I have wondered increasingly frequently over the last year or two if to write a blog at all any more - or at least if to write a “personal” blog. Thoughts surrounding this have been magnified recently with the completion of the adoption order on the children - meaning they are now ours. Their names have changed. We are finally a real, “proper” family.

We can finally make decisions about how much we choose to share with the world at large - if we choose to ever show any of the thousands of photos we have taken in public. At this point in time I would tend to say “no way”. I even worry about the privacy controls in photo sharing sites such as Flickr and PicasaWeb - will they ever be hacked?

On top of the natural concern to protect your own children, we also have to face the issues surrounding adoption - do we want the birth parents of the children to be able to easily find them? In the early days I was reluctant to even share their gender and age out of paranoia that some huge search would be going on.
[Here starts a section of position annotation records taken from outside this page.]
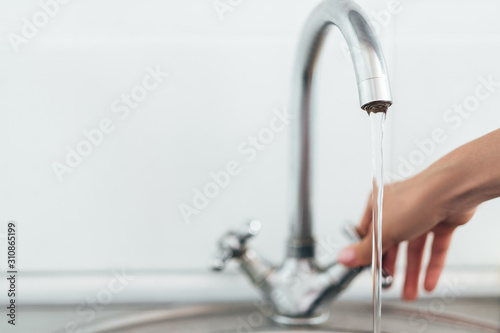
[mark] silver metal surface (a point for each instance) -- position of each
(456, 316)
(298, 289)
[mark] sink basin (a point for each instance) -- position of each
(459, 316)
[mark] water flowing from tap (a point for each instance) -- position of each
(377, 124)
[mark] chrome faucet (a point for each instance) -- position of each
(298, 289)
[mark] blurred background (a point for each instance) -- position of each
(116, 115)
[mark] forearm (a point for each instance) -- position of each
(467, 176)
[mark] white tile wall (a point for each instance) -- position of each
(119, 208)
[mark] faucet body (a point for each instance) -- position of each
(299, 287)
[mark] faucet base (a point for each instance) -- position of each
(314, 320)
It’s easy to forget the reasons most children end up in care - the same reasons that nobody will be searching for them.

On more than one occasion we have had to ask friends and family to retract photos from public forums with our children in. It’s not been easy at all.

I’m guessing as the next year or two rolls on, we will become more relaxed. Little by little we will let those outside of our closest friends learn more about our little charges, and share a little more in our great adventure together.
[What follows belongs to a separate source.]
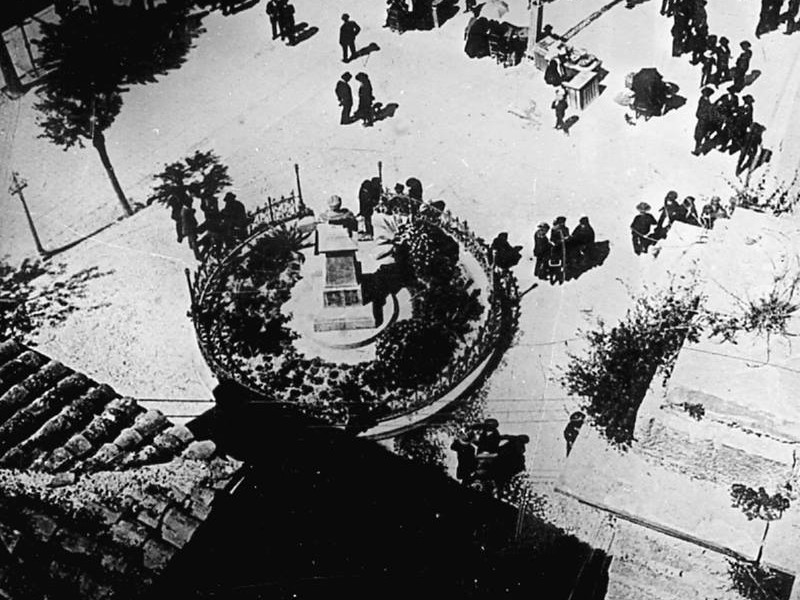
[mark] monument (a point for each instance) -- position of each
(342, 297)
The time before children entered our lives seems very distant now. It would be wrong to say that we don’t miss the independence and freedom we once had - we do. Going shopping on our own has become a rare luxury that lands the other with a tiresome tug-of-war between the attention fighting antics of the children. Having a night out requires military planning, timing, and the coordinating skills of a project manager. While it sounds funny, when you’re in the thick of it, it’s not.

There is another side to our chosen situation though. A side where small voices shout “Daddy’s Home!” in exploding tones as I walk through the back door. Where I am left for Dead at the sound of the front door when Mum has been to the corner shop - who is then bundled to the floor with hugged legs. There are the weekend mornings when little faces appear around the bedroom door, and uncertain little people climb onto the bed for a cuddle before heading downstairs for breakfast with Dad. There are the little victories, the things they learn, the paintings, the drawings, marking their height on the wall, and a thousand other things.
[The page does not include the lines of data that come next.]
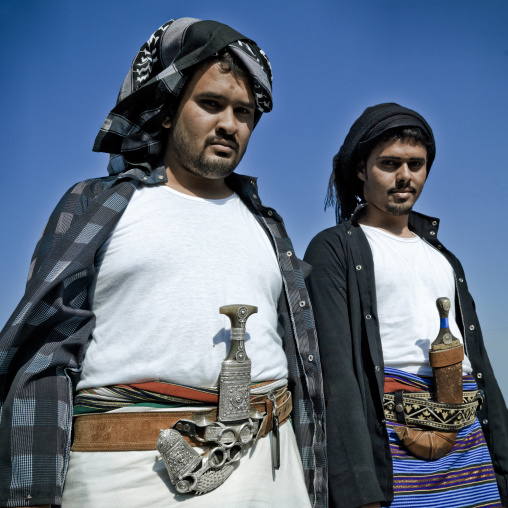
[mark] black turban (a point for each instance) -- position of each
(345, 187)
(156, 78)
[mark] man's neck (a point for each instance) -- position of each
(397, 225)
(193, 185)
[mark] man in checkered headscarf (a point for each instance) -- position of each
(120, 320)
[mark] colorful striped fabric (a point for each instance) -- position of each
(155, 394)
(464, 478)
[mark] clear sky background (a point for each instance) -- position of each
(63, 62)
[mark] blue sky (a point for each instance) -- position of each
(63, 63)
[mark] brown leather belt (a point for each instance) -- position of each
(134, 431)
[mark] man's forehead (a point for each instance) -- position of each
(396, 148)
(212, 78)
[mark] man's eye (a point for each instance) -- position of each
(210, 103)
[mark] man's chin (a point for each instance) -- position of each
(399, 210)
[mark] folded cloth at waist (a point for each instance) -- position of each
(157, 394)
(410, 402)
(123, 431)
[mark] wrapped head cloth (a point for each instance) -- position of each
(132, 130)
(345, 189)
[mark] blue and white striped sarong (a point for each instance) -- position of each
(464, 478)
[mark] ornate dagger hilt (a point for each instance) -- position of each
(445, 357)
(235, 376)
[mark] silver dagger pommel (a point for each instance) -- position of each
(238, 314)
(235, 378)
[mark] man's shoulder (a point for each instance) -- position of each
(329, 242)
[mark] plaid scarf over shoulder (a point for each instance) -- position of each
(43, 344)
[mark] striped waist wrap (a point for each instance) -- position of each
(409, 400)
(463, 478)
(122, 417)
It’s hard to describe to those without children not only the immense impact they have upon your life, but also the payoff. How do you describe the pride you feel when a little girl who can only just recognise foam letters in the bath manages to spell her entire name with them while you are fetching towels? Or when her older sister peddles her bike for the first time, and turns ecstatically to you screaming “did you see! did you see!”. Or when the youngest manages to go through the night without an accident, and proudly stands next to her bed in the morning proclaiming “look Dad - no wee!”